Second, economics. If all had been well with whaling’s profit margins, the Civil War’s blow would have glanced like a blunt iron off a sperm whale’s snout. But for a long time beef tallow had been selling cheaper than spermaceti as an ingredient in candles, and lard oil had been underselling whale oil as a fuel for lamps. From the eighteen-forties on, more and more cities lit their streets with coal-derived gas, and a Canadian discovered how to extract from coal an oil called kerosene, which burned brighter and cleaner than whale oil. By the time crude petroleum was found underground in western Pennsylvania, in 1859, the whaling industry was already in retreat. Petroleum doomed it. In a single day, an oil well pumped as many barrels as a whaleship might collect in a three-year voyage. As sales shrank, the owners of whaleships cut costs by offering smaller lays, and the rate of literacy and the level of experience of the whaling workforce dropped, dragging productivity down with it. Davis, Gallman, and Gleiter surmise that the fashion for wasp waists in the late nineteenth century added about fifteen years to the dying industry’s life, by bidding up the price of baleen for corsets, but it was only a temporary reprieve….
But the economists tell us that whales are innocent of having damaged the whaling industry by becoming scarce, and nineteenth-century whalers had to keep searching for new grounds because whales in much-hunted areas grew more canny. Americans never caught enough sperm whales to throw them out of equilibrium. They did harm the populations of grays and bowheads, it seems, and maybe of right whales, too, but too late to have contributed to the decline of American whaling.
With Foyn’s new technology, the Norwegians hunted bigger and faster whales than the ones that man power and sail power had been able to handle; requiring new fleets, it was tantamount to a whole new industry. There was no reason to think that America would be good at it, especially since American labor cost more than Norwegian labor, so New Bedford’s millionaires quietly shifted their capital to railroads, petroleum refining, and textiles.
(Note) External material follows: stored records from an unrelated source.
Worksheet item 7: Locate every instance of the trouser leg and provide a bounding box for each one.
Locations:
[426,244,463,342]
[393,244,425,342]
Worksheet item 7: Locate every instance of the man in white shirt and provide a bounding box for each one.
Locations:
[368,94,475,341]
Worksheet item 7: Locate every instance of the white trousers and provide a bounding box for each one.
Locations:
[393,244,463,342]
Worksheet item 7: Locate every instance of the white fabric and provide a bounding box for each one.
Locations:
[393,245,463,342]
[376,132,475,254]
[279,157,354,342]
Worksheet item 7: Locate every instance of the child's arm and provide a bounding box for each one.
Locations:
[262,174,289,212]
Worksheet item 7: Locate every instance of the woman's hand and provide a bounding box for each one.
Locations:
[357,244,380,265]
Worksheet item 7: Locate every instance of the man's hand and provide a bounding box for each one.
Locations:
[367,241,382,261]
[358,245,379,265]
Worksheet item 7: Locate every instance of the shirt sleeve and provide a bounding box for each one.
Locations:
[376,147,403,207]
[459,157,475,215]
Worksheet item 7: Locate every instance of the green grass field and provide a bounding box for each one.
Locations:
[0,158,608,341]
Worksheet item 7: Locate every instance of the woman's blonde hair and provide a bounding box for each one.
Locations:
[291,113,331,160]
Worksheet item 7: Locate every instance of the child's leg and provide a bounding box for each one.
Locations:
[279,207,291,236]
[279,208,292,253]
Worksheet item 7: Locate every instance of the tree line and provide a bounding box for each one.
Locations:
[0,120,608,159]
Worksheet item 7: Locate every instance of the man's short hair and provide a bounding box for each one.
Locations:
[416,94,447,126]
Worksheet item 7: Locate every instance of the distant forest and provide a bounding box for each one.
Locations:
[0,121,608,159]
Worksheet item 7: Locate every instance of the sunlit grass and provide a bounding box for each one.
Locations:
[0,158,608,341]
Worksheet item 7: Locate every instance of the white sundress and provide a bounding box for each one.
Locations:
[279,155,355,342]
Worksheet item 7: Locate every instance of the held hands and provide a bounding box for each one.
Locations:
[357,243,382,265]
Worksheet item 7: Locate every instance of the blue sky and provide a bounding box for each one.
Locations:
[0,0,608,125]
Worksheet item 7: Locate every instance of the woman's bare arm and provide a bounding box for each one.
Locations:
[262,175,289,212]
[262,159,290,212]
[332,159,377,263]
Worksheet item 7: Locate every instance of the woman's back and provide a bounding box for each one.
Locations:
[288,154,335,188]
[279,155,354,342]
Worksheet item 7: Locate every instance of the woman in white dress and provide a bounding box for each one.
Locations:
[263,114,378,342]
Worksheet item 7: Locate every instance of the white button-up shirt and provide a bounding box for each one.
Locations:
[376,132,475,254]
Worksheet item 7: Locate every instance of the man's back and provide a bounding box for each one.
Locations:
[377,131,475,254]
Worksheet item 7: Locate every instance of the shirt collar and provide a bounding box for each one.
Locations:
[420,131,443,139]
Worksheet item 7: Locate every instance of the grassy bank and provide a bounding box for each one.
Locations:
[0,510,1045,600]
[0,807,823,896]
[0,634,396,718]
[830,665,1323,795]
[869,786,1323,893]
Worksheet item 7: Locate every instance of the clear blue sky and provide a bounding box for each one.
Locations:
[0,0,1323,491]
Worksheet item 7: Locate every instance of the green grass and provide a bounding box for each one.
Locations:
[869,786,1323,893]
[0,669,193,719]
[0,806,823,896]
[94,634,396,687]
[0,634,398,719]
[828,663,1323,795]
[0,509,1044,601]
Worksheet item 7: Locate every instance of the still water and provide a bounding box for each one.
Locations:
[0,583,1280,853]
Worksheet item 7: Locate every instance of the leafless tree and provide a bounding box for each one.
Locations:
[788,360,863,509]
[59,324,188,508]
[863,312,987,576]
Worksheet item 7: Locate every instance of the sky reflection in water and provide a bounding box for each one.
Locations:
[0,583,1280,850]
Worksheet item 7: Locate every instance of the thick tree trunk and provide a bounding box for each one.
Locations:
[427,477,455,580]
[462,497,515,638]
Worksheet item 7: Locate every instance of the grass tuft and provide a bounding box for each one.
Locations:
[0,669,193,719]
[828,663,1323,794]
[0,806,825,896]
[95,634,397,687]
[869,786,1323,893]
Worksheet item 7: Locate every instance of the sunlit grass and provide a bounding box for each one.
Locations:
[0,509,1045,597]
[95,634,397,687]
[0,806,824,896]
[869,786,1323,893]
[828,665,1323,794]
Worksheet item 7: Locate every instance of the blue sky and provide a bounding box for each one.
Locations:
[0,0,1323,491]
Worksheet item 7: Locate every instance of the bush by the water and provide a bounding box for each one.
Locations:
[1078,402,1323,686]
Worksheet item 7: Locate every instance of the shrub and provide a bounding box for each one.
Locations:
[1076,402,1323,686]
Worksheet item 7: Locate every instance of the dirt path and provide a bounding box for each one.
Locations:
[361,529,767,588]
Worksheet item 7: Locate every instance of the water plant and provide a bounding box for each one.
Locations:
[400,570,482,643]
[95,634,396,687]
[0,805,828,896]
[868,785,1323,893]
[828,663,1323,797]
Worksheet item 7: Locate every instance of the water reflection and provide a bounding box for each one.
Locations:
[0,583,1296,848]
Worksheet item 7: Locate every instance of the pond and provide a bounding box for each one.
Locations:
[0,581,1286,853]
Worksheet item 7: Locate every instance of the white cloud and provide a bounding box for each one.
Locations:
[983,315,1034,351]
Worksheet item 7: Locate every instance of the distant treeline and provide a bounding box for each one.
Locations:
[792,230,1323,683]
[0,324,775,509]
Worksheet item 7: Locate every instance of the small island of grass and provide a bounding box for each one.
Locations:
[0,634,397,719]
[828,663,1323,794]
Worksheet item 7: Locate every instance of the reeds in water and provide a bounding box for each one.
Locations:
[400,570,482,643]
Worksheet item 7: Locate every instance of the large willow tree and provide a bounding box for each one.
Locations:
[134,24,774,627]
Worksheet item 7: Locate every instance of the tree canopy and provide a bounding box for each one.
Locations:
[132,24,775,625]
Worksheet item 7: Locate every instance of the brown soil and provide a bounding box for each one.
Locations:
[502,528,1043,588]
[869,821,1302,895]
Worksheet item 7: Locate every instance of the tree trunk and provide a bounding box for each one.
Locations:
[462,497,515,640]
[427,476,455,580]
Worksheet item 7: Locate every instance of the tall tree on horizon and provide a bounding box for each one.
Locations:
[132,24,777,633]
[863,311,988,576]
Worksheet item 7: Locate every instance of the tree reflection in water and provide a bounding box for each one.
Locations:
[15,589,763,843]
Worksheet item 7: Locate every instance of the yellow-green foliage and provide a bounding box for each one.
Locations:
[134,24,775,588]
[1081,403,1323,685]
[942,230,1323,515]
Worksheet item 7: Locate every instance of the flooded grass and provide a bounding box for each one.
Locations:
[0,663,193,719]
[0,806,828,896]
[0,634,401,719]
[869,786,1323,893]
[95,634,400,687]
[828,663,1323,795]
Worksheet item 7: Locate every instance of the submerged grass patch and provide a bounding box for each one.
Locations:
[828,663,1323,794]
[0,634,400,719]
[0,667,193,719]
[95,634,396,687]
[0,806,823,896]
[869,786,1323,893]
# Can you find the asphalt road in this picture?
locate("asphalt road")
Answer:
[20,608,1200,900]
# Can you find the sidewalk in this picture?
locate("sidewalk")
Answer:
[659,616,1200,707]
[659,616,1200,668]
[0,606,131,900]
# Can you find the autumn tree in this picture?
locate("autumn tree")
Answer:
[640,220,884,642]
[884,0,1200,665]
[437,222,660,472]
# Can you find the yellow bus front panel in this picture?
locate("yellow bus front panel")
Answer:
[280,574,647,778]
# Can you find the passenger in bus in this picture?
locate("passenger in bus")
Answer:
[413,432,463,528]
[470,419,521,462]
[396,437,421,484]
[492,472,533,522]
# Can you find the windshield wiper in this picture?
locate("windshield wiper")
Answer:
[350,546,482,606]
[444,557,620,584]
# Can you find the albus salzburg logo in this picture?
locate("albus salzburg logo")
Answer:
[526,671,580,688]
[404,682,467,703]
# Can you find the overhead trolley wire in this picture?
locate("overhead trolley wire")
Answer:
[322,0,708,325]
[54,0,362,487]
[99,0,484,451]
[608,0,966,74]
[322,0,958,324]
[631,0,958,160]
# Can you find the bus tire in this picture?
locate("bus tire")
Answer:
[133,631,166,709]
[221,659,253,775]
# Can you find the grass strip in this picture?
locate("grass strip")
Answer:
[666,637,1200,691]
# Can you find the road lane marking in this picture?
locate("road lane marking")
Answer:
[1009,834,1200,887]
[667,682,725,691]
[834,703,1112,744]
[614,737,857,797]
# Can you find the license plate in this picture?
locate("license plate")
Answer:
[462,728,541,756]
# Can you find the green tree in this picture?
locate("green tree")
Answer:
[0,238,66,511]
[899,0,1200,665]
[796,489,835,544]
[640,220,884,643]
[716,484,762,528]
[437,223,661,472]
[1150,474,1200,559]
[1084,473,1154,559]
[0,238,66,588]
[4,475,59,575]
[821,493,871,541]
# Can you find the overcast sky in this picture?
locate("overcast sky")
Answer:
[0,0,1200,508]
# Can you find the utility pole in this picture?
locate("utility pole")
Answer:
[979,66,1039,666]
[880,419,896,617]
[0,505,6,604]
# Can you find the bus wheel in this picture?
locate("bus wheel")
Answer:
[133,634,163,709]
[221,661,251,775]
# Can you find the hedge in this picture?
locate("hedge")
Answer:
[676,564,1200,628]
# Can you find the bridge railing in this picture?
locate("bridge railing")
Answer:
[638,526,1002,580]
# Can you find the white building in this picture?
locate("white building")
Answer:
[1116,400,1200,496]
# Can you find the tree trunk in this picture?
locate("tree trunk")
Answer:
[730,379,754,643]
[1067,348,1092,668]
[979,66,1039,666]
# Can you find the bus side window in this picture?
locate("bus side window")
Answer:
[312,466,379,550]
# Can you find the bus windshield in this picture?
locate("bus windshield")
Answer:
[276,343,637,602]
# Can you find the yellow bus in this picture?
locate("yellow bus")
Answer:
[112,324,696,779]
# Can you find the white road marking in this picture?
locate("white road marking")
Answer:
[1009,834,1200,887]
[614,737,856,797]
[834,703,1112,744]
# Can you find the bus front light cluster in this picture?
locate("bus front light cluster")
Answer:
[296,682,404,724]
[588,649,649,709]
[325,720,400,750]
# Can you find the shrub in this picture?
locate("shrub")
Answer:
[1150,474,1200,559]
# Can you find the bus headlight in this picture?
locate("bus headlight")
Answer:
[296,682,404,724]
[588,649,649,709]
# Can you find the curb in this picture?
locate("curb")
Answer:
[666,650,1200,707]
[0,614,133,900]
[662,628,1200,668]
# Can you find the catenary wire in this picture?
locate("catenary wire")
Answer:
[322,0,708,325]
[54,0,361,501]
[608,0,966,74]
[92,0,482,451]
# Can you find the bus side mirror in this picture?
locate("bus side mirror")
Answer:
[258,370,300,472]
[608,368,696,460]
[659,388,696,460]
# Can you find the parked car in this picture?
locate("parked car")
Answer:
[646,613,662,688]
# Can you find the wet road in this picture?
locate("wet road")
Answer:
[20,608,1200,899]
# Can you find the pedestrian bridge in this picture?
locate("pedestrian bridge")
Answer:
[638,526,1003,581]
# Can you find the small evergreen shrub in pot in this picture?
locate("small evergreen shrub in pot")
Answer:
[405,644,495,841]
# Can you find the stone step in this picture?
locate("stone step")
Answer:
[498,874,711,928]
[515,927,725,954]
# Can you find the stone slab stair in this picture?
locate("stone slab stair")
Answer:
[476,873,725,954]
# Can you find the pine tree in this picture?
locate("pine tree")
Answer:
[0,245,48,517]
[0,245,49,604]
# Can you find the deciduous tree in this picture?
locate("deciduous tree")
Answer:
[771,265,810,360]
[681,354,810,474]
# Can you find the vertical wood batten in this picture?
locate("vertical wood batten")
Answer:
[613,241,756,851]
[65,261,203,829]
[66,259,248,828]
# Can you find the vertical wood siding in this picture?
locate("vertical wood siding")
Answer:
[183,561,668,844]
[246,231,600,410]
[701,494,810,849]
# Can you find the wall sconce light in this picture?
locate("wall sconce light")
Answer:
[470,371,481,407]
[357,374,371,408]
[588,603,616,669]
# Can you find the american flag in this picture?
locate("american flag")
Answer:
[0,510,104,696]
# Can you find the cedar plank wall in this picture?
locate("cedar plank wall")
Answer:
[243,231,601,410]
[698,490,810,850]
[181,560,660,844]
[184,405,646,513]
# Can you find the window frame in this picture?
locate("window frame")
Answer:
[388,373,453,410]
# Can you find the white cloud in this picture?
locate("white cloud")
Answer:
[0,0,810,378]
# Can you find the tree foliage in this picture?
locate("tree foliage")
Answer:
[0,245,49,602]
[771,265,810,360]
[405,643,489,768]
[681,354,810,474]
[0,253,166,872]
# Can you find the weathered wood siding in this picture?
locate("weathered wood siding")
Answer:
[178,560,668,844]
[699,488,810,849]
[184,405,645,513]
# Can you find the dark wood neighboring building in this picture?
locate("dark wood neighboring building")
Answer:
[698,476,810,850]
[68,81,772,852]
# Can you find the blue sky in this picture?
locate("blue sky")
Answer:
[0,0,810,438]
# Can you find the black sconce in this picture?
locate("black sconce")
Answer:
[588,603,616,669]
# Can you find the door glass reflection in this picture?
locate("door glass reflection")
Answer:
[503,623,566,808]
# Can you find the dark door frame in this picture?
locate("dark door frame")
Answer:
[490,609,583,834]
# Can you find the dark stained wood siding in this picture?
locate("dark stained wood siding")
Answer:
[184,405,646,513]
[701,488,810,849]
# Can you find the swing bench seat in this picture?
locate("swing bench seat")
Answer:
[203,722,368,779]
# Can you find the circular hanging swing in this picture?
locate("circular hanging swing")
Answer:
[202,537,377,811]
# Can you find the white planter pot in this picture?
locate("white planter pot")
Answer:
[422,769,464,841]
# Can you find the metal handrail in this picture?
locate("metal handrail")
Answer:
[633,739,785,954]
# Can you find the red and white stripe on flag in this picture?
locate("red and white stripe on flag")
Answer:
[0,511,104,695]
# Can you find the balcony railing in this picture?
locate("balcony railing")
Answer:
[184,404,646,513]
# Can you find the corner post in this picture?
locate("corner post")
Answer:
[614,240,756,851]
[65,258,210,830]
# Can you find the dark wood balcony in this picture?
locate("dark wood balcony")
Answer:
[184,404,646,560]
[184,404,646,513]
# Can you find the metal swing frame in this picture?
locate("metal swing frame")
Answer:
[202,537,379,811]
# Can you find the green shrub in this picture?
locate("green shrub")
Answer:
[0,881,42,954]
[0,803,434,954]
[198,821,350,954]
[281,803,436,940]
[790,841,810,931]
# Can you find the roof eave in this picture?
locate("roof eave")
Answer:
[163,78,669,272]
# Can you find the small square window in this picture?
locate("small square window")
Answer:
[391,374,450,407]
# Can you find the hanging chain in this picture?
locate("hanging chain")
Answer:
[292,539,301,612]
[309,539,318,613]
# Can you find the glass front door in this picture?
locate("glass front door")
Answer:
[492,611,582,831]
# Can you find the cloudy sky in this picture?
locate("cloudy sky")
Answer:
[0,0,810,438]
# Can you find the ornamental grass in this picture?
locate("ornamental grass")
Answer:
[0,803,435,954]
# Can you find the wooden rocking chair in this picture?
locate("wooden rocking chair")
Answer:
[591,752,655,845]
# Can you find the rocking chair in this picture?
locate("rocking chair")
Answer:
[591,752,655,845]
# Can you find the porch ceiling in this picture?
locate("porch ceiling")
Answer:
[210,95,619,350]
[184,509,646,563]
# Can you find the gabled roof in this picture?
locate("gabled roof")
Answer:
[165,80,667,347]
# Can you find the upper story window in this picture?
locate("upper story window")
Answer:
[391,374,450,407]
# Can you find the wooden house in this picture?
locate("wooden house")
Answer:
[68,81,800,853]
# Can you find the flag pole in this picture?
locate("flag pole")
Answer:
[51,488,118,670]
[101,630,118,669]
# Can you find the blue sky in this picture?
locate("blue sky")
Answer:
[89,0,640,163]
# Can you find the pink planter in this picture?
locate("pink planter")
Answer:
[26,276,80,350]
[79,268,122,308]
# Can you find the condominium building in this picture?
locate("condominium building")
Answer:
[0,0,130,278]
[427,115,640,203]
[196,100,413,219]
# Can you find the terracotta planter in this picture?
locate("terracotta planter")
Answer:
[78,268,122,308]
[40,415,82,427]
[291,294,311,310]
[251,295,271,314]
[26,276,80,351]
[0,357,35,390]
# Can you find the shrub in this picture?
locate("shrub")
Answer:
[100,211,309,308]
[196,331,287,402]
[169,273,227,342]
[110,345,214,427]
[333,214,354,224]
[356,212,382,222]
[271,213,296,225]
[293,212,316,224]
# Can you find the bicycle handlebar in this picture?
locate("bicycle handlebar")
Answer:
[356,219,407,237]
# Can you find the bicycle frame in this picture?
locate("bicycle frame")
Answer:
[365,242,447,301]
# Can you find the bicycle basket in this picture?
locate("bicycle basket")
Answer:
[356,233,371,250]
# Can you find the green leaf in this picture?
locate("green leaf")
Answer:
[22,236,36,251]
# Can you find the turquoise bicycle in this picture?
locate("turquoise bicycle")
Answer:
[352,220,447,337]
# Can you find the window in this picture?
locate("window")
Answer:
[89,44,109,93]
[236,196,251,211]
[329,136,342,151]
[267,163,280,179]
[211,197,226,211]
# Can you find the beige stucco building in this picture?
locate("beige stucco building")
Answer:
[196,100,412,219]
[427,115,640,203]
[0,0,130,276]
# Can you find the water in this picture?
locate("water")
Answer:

Whaling in the United States survived as a conscious antique, but only for a few decades. In 1914, the newspaper of the whaling industry shut down for lack of readers. Like “a staunch old whaling bark,” the editors wrote, the “Journal is to be hauled out on the beach.” As it happens, Melville dropped hints from time to time that the making of literature was like whaling. It, too, was a craft that lingered into the industrial age. It, too, expressed by a somewhat violent process the essence that a living creature collected in its head. In “Moby-Dick,” Ishmael even claims that, while working at his desk, he once saw in a mirror “a certain semi-visible steam” rising from his own head, like a whale’s spout. Perhaps writing, then, is the career to run away to—so long as you don’t mind figuring as both whaler and whale.